= Devereaux Meadow =

Minor league baseball stadium

Devereaux (or Devereux) Meadow was a minor league baseball stadium located in Raleigh, North Carolina. It was located on the north side of Peace Street (south, right field) between Dawson Street (east, left field), which was later merged into Capital Boulevard; and West Street (west, first base). The site had long been a playground. In 1938 the city decided to build a ballpark on the site. It eventually became the home of the Raleigh Capitals from (1945–1953) and from (1957–62); the Raleigh Mets for the 1963 season; the Raleigh Cardinals from (1964–1965); the Raleigh Pirates from (1966–1967); the Raleigh-Durham Mets for the 1968 season; the Raleigh-Durham Phillies for the 1969 season; and the Raleigh-Durham Triangles from (1970–1971).
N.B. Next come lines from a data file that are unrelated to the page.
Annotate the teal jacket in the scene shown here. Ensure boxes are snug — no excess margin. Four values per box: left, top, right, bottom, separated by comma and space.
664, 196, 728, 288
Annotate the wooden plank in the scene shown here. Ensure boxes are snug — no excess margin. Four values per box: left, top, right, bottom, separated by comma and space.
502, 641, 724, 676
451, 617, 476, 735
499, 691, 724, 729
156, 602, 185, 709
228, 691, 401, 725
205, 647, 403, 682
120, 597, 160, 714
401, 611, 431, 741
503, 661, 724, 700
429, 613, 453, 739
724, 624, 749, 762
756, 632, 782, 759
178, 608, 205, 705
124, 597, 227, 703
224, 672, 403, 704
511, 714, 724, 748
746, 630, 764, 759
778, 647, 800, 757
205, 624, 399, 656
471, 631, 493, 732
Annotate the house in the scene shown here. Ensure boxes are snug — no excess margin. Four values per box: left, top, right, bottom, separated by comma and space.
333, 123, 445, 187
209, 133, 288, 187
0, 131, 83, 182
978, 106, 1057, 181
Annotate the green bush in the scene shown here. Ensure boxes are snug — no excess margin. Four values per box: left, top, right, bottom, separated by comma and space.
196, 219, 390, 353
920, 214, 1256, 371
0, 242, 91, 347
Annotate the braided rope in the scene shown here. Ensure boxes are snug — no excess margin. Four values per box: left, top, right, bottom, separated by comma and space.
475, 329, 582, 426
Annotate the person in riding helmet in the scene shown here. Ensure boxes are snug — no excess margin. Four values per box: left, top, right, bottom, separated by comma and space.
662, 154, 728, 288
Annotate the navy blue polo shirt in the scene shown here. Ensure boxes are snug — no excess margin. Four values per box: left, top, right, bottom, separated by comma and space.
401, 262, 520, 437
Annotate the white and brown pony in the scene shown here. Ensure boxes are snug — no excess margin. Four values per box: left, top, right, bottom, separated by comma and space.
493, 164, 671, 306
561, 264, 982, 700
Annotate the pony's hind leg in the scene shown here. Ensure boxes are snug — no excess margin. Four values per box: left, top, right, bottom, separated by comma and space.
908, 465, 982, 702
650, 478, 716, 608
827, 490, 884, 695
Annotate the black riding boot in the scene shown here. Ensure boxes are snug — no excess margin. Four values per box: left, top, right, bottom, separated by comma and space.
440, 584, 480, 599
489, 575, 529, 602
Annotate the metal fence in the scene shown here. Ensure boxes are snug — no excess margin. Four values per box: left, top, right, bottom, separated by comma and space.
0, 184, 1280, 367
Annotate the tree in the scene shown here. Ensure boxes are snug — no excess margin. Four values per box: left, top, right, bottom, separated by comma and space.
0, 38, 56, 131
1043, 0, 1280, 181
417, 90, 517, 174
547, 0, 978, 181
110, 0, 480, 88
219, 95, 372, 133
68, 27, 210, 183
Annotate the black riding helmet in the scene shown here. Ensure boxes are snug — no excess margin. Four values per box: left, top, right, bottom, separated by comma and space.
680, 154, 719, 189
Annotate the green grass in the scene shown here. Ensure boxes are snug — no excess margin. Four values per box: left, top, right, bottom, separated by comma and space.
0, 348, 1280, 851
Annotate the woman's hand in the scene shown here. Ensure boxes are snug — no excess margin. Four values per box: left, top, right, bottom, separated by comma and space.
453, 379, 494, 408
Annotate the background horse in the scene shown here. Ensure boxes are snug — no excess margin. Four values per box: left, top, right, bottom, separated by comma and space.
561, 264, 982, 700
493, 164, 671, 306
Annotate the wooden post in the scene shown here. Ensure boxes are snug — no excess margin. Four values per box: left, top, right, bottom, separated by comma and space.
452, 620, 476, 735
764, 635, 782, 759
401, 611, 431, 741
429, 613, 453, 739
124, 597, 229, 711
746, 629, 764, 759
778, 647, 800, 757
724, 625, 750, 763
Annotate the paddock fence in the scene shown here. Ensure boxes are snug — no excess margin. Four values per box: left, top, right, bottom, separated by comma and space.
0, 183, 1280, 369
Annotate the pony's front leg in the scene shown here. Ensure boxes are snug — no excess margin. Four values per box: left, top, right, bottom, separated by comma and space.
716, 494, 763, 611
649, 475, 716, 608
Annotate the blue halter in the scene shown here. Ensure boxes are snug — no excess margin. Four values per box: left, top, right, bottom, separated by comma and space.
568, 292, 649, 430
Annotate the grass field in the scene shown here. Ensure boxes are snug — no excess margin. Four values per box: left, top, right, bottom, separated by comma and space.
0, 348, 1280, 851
The ballpark was demolished in 1979 to make way for a parking lot for waste disposal vehicles.

The City of Raleigh has proposed the restoration of the area as a linear park under the Capital Boulevard Corridor Study , which was adopted by the Raleigh City Council in 2012. The plan does not involve the restoration of the original baseball field but would instead include a linear park and a restoration of the adjacent Pigeon House Branch Creek.